Das Genre der Murder-Mystery erlebte in den letzten Jahren einen ordentlichen Aufschwung. Während ein Kenneth Branagh sich an Adaptionen klassischer Agatha-Christie-Geschichten versuchte (und kläglich scheiterte), ging Rian Johnson noch einen Schritt weiter und verpasste dem in Fachkreisen Whodunnit genannten Rätselraten einen modernen Neuanstrich. Mit Erfolg: In „Knives Out“ bediente sich der ebenfalls für Sci-Fi-Filme wie „Looper“ und dem gleichermaßen kritisierten wie geliebten „Star Wars“-Ableger „Die letzten Jedi“ bekannte Regisseur an den etablierten Genre-Regeln und vermischte diese zu einem spannend-amüsanten Krimi-Cocktail. Der von Ex-007 Daniel Craig mit dick aufgetragenem Südstaatenakzent dargestellte Ermittler Benoît Blanc wird nun auf einen weiteren Fall entsandt. In bester Hercule-Poirot-Manier ist Blanc selbst der einzige zurückkehrende Charakter, das erneut schräge Kabinett an Figuren ist ein gänzlich neues und die Geschehnisse des Vorgängerfilms bleiben gar unerwähnt.
Nach dem herbstlichen Setting von „Knives Out“ entführt „Glass Onion“, benannt nach dem gleichnamigen Beatles-Song, das Publikum in sommerliches Terrain.
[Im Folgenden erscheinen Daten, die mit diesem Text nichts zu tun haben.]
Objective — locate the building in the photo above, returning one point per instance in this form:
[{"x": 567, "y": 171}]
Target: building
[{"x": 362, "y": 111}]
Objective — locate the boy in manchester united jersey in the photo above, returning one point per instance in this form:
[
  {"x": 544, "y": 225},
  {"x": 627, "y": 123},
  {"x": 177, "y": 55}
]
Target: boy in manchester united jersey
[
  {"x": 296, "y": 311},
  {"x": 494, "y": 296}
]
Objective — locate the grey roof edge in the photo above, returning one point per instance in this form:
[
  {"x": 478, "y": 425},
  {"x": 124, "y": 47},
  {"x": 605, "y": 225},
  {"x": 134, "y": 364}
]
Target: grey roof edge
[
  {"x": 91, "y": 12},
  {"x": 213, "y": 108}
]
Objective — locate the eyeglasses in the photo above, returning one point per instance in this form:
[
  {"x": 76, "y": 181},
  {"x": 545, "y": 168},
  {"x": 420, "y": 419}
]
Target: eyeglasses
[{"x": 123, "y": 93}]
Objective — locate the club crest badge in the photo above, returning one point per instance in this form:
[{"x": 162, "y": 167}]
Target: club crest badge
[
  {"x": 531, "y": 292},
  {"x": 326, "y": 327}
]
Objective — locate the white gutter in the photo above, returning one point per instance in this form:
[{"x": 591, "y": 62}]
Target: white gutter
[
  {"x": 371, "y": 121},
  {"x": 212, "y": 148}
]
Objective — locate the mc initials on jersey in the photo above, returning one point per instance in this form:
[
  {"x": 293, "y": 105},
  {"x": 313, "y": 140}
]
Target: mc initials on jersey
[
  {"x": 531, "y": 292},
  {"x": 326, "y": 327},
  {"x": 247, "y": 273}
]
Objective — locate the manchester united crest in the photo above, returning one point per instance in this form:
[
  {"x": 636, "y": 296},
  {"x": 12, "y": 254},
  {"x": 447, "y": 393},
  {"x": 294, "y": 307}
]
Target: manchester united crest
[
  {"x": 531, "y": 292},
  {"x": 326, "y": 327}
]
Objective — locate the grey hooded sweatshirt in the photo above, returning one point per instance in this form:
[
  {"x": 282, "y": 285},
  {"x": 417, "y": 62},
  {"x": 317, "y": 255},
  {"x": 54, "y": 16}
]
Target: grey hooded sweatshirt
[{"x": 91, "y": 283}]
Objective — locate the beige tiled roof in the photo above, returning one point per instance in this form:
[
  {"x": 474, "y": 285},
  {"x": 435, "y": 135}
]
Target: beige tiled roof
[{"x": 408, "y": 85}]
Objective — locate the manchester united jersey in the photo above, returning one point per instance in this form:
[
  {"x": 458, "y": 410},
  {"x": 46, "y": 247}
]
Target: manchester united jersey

Tech-Milliardär Miles Bron (Edward Norton) lädt seine engsten, ebenso steinreichen Freunde (u.a: Kathryn Hahn, Leslie Odom Jr., Kate Hudson) auf seine Privatinsel ein, um ihnen ein ganz besonderes Vergnügen zu bereiten. In seinem gigantischen Anwesen, dessen Antlitz eine schwer überschaubare, gläserne Zwiebel ziert, sollen sie seinen eigens inszenierten Mord aufklären. Als Überraschungsgast taucht plötzlich jedoch auch Top-Detektiv Benoît Blanc in der Villa auf. Das eigentlich als Spiel geplante Vorhaben nimmt einige unerwartete Wendungen.
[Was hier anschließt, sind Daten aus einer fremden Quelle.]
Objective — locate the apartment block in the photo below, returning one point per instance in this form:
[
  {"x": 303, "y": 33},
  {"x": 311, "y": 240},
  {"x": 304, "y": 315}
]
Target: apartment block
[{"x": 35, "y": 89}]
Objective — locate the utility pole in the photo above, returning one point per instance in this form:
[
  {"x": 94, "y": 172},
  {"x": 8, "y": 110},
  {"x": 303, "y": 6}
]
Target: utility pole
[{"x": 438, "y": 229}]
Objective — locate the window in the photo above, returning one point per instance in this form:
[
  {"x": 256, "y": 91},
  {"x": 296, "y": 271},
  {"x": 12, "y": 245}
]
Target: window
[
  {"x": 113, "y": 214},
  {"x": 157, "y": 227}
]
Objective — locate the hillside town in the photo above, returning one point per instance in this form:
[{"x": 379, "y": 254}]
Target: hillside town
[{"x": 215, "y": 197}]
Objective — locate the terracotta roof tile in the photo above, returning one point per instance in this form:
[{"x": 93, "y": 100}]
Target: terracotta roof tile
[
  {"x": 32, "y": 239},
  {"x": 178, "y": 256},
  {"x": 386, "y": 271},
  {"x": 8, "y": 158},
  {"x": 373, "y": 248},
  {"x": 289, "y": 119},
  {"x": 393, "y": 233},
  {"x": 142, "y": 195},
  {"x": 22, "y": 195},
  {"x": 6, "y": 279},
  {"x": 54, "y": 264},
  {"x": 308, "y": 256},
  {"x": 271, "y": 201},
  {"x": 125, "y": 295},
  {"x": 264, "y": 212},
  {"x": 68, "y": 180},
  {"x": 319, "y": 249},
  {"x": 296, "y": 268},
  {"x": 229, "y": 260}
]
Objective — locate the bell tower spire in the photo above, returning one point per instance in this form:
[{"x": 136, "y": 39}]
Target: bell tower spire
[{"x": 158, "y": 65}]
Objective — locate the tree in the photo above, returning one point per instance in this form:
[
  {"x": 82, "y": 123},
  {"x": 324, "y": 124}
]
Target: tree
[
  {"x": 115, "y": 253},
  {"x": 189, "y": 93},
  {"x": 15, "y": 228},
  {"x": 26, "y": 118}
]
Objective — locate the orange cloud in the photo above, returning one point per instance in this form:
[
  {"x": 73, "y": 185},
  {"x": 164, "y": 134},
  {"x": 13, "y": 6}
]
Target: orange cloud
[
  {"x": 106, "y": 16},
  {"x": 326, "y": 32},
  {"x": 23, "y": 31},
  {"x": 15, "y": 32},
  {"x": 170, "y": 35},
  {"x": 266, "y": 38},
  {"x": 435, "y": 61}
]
Im Gegensatz zum Vorgänger ist der allgemeine Ton diesmal weniger ernst und noch eine ganze Spur überzogener. Und das ist gut so: In Anbetracht der nahezu unglaubwürdigen Verhaltensweisen realer Vorbilder, die man sich hier zur Zielscheibe genommen hat, ist der cartoonhafte, satirische Ansatz überaus passend und treffsicher. Darüber hinaus wirken gewisse Figurenzeichnungen nahezu prophetisch. Während der egozentrische Gastgeber an Tech-Megalomanen á la Musk und Zuckerberg angelehnt wirkt, erinnert das von Ex-Wrestler Dave Bautista amüsant verkörperte Abziehbild eines toxisch-männlichen Internetkults an den unlängst festgenommenen YouTuber Andrew Tate. Doch auch abseits der amüsanten Reichenkarikaturen trifft die Krimikomödie den Zahn der Zeit. Von vorne bis hinten mit spezifischen Referenzen über Promiverehrungen, Cancel Culture, die Corona-Pandemie und diversen Internettrends gespickt, nimmt der Film den gegenwärtigen Zeitgeist gekonnt überspitzt aufs Korn.
Das eigentliche Mysterium bleibt jedoch weitgehend Nebensache und ebendies ist letztlich der große Zaubertrick von „Glass Onion“. Zuschauer werden von all dem Glitzer und Glamour rundherum derart kontrolliert an der Nase herumgeführt, dass das Offensichtliche lange Zeit übersehen wird. Dass unter dieser dichtbeschichteten Zwiebel letztlich eine relativ simpel-gestrickte Auflösung steckt, das ist der Geniestreich.
Bewertung: ★ ★ ★ ★ ★ (5/5)
"Glass Onion" ist auf Netflix zu sehen.